Men onderscheidt de volgende:
1) Een gerelateerd normatief probleem:
• Sociale rollen spelen een belangrijke rol bij gerelateerde problemen.
• Natuurlijke determinanten (bv. plaats, tijd,…) zijn hier ook bepalend.
• Vb: “mag een politicus de verkeerswet overtreden?”, “Mag een arts in sommige gevallen zijn
beroepsgeheim doorbreken?” → je kunt geen antwoord geven zonder in te gaan op de sociale rollen
die ze spelen of de concrete omstandigheden te bekijken
2) Een ongerelateerd normatief probleem:
• Sociale rollen zijn irrelevant.
• Natuurlijke determinanten zijn niet bepalend.
• Probleem heeft betrekking op alle mensen, ongeacht sociale rol of natuurlijke
determinanten
• Vb: “mag abortus?”, “Mag je gevangenen folteren?”
Een normatief probleem oplossen móét gebeuren op een rationele wijze/argumentatie (a.d.h.v.

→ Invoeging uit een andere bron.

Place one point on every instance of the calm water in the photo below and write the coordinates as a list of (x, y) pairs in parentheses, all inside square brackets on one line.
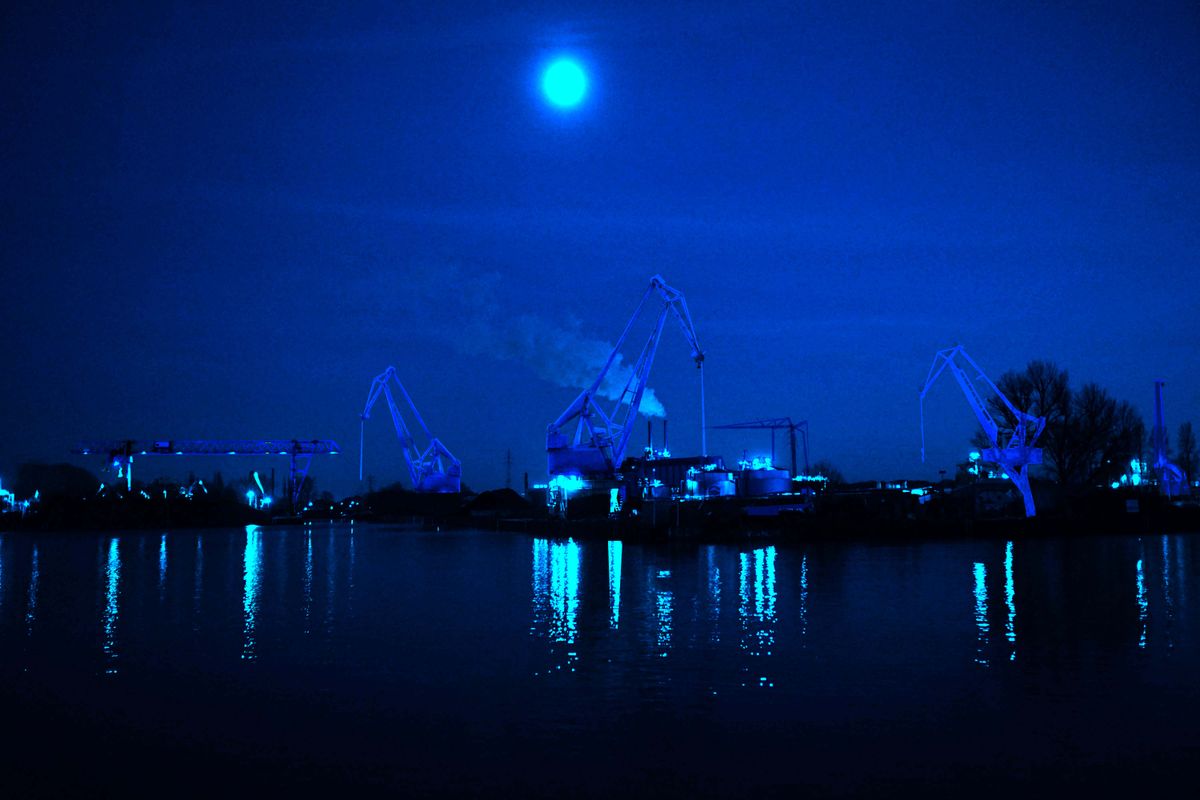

een beredeneerde argumentatie). Negatief gesteld: je vermijdt beroep op geloof, emoties, feitelijke
toestand (deze worden nu apart behandeld)
1.1.1 Geloof
= de idee dat bepaalde handelingen, toestanden, regels of maatrgelen goed of
slecht zijn omdat God deze wil of juist niet wil
Het is niet mogelijk om te steunen op geloof of de ‘Wil van God’ bij een
beredeneerde argumentatie. → het mist namelijk overtuigingskracht
,Verwijzen naar het geloof leidt tot een merkwaardig dilemma, namelijk ‘het dilemma van
Euthyphro’. In dit dilemma onderzoekt Plato als de redenen van God al dan niet bekend zijn.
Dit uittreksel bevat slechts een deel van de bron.